Look at it this way: Red fights like a proper tamer, and it's hard to demonize that. He shouts orders to Charizard, utilizing his full skill set to give even Agumon's evolved forms a run. You half-expect him to start slashing modify cards the way he commands his partner. He also has the power to allow Charizard to Warp Digivolve to MegaCharizard. That requires a strong bond with a Digimon; they don't just pass that power out to anyone! Red matches Tai toe-for-toe as a proper rival, and should be appreciated as such. You could argue the role could be served just as well by finally getting Neo Saiba on screen, but for a new character, Red gets the job done.
In the end, of course, the story is about Tai. He's the hero, and as much of a challenge MegaCharizard can offer, he's no match for WarGreymon. The point of the whole thing isn't to see who's going to win. That would be ridiculous. It's about how quickly a confrontation can escalate and how dire the consequences may become. Think of it as the whole message of Data Squad reduced to six minutes. Tai even punches someone!

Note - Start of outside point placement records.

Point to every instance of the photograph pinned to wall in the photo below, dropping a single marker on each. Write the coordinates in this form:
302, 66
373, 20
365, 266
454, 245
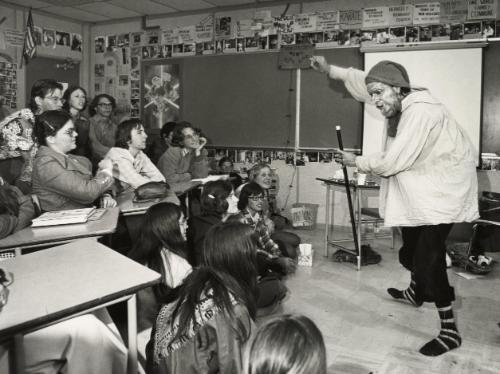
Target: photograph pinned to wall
62, 38
136, 39
472, 30
99, 70
135, 52
425, 34
76, 42
325, 157
273, 41
110, 43
99, 44
240, 45
411, 34
251, 44
123, 40
152, 37
38, 35
488, 28
161, 94
441, 32
397, 34
312, 156
208, 48
123, 80
177, 50
49, 38
287, 39
457, 31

Tai also has to face the reality of how it ends. He desperately, dramatically takes down Red, which freezes MegaCharizard, who is conditioned to obey his tamer and not act on his own. WarGreymon isn't so restrained and ends the fight in no uncertain terms. Tai wins, but in doing so he and WarGreymon kill not only the Digimon, but the human as well. Tai started fighting so quickly he couldn't tell whether Red was truly good or bad. He'll never get the chance to find out.
Given when the short was released, it's easy to put the signs together: this is the key moment that helped shape Tai from an eager youth to the more gunshy teenager we see in tri. When someone like Alphamon, whose allegiance again in uncertain, shows up, it's easier to imagine why Tai would hesitate to fight him. He's already seen what happens when lured into such a battle, and will do anything to avoid that same ending. In many ways, killing Red finished off what was left of Tai's innocence. Ow... his childhood.
My Grade: B+
- Anyone else curious how Red's ball contraptions worked? It seemed to serve as both a home for his Digimon, similar to the storage capabilities the digivices in Data Squad and Fusion had, while also acting as a projectile weapon to aid the hunting process. I'd like to think it's also a nod to one of Arata's lines in Cyber Sleuth. Either way, it's fascinating, especially how little it was utilized.
- Cute that Agumon roasts marshmallows the old fashioned way instead of using his Pepper Breath attack.
- Another curiosity is that Charizard (and MegaCharizard) don't follow the -mon naming convention. Again, not unprecedented (see Rhythm in the Savers movie), but it's curious. I personally like it as it adds a bit of other-worldliness to these guys, who really do seem to come out of nowhere.
- Tai's punches and kicks on Red get locally censored, but they still show MegaCharizard getting beaten to a bloody pulp. Even Red's shown to be in pretty bad shape by the end! Silly dub.
- Yes, he was clearly a one-shot character, but you can't help but want to know more about Red. For an antagonist, he cared about his partner and fought very bravely. There's also those weird idiosyncrasies like some of the terms he uses and his confusion that Tai would fight to protect his partner. Just saying that if they ever made a movie, or even a series of them, outlining his backstory, I'd watch the hell out of it.